Employment lawyers deal with a wide range of employment issues, offering representation to both employers and employees.
If your business involves sharing confidential information with employees or other third parties, you may wish to consider a Non-Disclosure Agreement. This agreement prevents the parties involved from sharing or providing privileged information to other parties. It is also designed to protect your business or idea from theft.
Here are five of the key components that must be included in an effective Non-Disclosure Agreement:
The names of the parties involved must be included in the agreement. In addition, if either of the parties will be sharing the confidential information with other third parties, those individuals or companies should also be outlined the document. For example, if one party expects to share the information with an affiliated company or use an agent, then those should be covered as well.
This usually means that the person receiving the confidential information will only share it with people who need to be aware of the information in order to conduct the business.
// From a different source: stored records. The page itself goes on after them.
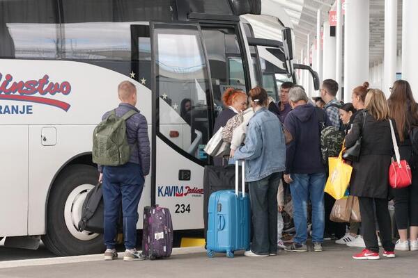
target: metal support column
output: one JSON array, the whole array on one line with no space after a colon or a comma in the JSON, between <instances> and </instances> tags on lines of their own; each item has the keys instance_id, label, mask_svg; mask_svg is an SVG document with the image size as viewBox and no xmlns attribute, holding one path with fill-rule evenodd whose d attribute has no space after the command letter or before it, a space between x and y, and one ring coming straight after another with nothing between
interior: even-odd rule
<instances>
[{"instance_id":1,"label":"metal support column","mask_svg":"<svg viewBox=\"0 0 418 278\"><path fill-rule=\"evenodd\" d=\"M353 89L369 81L369 0L346 0L345 102L351 101Z\"/></svg>"},{"instance_id":2,"label":"metal support column","mask_svg":"<svg viewBox=\"0 0 418 278\"><path fill-rule=\"evenodd\" d=\"M396 80L396 45L398 1L385 0L385 67L383 92L390 95L389 88Z\"/></svg>"},{"instance_id":3,"label":"metal support column","mask_svg":"<svg viewBox=\"0 0 418 278\"><path fill-rule=\"evenodd\" d=\"M408 81L414 98L418 99L418 1L403 0L402 8L402 79Z\"/></svg>"}]
</instances>

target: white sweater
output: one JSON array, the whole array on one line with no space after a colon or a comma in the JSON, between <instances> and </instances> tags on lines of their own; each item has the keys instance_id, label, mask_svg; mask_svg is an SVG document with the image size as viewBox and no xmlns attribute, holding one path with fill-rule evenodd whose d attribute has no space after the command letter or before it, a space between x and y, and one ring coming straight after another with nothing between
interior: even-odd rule
<instances>
[{"instance_id":1,"label":"white sweater","mask_svg":"<svg viewBox=\"0 0 418 278\"><path fill-rule=\"evenodd\" d=\"M245 140L245 133L247 133L247 125L248 122L254 115L252 108L247 108L242 112L243 121L236 129L234 129L232 134L232 140L231 141L231 149L234 151L238 148Z\"/></svg>"}]
</instances>

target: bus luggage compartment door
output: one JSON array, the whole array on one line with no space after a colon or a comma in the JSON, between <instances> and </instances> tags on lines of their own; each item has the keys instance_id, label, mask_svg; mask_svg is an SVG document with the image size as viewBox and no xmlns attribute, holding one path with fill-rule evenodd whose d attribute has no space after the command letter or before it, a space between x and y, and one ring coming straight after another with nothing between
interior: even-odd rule
<instances>
[{"instance_id":1,"label":"bus luggage compartment door","mask_svg":"<svg viewBox=\"0 0 418 278\"><path fill-rule=\"evenodd\" d=\"M28 132L27 126L0 126L0 236L27 235Z\"/></svg>"}]
</instances>

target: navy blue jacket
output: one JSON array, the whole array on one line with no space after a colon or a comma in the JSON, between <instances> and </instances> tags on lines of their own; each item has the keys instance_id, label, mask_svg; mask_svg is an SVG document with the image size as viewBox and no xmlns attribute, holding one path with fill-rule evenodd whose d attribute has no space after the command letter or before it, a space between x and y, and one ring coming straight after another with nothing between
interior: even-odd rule
<instances>
[{"instance_id":1,"label":"navy blue jacket","mask_svg":"<svg viewBox=\"0 0 418 278\"><path fill-rule=\"evenodd\" d=\"M116 115L122 117L130 110L138 112L126 121L127 142L130 147L130 158L129 162L139 164L142 169L142 174L146 176L150 172L150 140L148 134L148 124L145 117L134 106L129 104L120 104L116 108ZM106 119L109 112L102 117L102 120ZM102 167L99 166L99 171Z\"/></svg>"},{"instance_id":2,"label":"navy blue jacket","mask_svg":"<svg viewBox=\"0 0 418 278\"><path fill-rule=\"evenodd\" d=\"M325 126L331 125L323 111ZM293 140L286 146L285 174L325 173L320 152L320 131L315 107L310 104L297 106L291 111L284 126Z\"/></svg>"}]
</instances>

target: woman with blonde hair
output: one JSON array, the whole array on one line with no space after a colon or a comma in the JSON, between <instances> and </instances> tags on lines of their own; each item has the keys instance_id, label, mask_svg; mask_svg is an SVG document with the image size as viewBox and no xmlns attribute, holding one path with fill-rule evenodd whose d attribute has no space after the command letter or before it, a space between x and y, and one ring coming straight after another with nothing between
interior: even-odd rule
<instances>
[{"instance_id":1,"label":"woman with blonde hair","mask_svg":"<svg viewBox=\"0 0 418 278\"><path fill-rule=\"evenodd\" d=\"M394 152L389 106L383 92L371 89L365 98L365 113L355 117L346 136L346 147L353 147L361 138L359 160L353 164L350 194L357 196L362 215L362 234L366 248L353 256L355 259L379 259L376 218L379 224L383 256L394 258L391 222L387 208L389 167ZM393 122L394 126L396 126ZM396 128L395 128L396 129Z\"/></svg>"}]
</instances>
The party named in the Non-Disclosure Agreement must make reasonable efforts to keep the information confidential. They also have an obligation to make others in the company aware of the confidentiality conditions if they will have access to the confidential information.
The second part of the scope usually deals with ensuring the person or company receiving the confidential information cannot use the information for themselves.
A clear definition of what is considered confidential is vital. Grey areas or obscure terms open the door to one party claiming it wasn’t aware of the specific nature of what is considered confidential. Is information provided orally covered? Make sure this is clear as you don’t want issues to arise because someone verbally passes on information that the recipient then repeats or uses for other purposes.
The length of the agreement will depend on the nature of your business. If you’re involved in the technology sector for instance, technology can change very rapidly so a shorter term may be reasonable as “old” information quickly becomes obsolete. Regardless of the length of the agreement, make sure you protect other legal rights such as copyrights, patents and intellectual properties.
Exclusions are necessary as there may be other factors involved. If some of the information is already public it can be excluded. If information is developed by the recipient on their own without making reference to the confidential business, it may be excluded. Information the recipient is required to provide under a court order may be excluded as long as the other party is made aware of the legal action.
Non-Disclosure Agreements provide the necessary protection to ensure your business can develop and grow its products or systems without worry. Make sure your employment lawyer is involved in your specific situation to fully protect your interests.